The Age reports lawyer Ben Lomai proposed that figure based on a previous ruling, where an inmate was compensated the equivalent of $125 for every day they spent deprived of human liberties. Add in a boggling number of other inhumane circumstances in the facility, and wham: we’ve been given a hard figure to account for all the nasty shit Australia’s been culpable for.
Of course, before we can even begin to deal with the financial ramifications, there’s still the very current fact these people are still on Manus Island, and PNG wants ’em gone. On tonight’s 7.30, Dutton was given what-for by Leigh Sales on that issue, and his responses to the matter were somewhat lacklustre.

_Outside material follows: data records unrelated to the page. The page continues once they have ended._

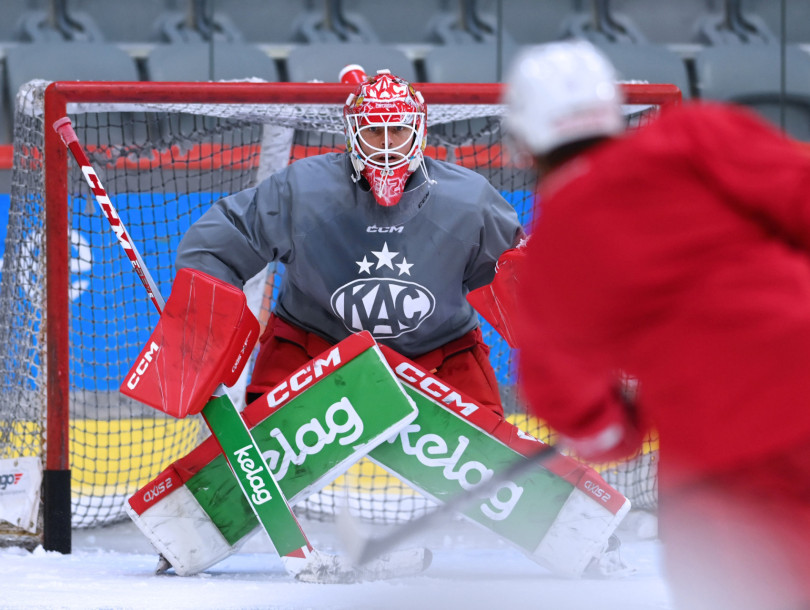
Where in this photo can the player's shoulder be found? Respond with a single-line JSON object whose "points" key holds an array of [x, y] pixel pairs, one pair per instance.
{"points": [[333, 162]]}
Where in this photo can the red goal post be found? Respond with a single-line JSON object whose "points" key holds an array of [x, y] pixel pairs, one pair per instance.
{"points": [[45, 173]]}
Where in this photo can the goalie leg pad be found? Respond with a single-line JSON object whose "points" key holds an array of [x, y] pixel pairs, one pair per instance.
{"points": [[311, 428]]}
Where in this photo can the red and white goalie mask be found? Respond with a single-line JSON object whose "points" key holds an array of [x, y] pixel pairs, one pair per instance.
{"points": [[385, 134]]}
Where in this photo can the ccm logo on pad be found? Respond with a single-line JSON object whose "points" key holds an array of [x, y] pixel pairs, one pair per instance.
{"points": [[143, 365]]}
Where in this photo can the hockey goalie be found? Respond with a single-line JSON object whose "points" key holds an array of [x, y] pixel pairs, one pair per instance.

Despite the PNG High Court claiming the detainees are our responsibility, Dutton reaffirmed the idea it’s on them – despite our intrinsic involvement in the whole deal – and that any assistance we give will be due to our status in the region, not because of any quibbling moral or legal concerns.
When asked if he had been in direct conversation with the Nauruan government on the prospect of rehousing the detainees there, his response was “the point that I’d make, Leigh, is that we have stopped the boats and we’ve emptied people out of detention centres.” Of course.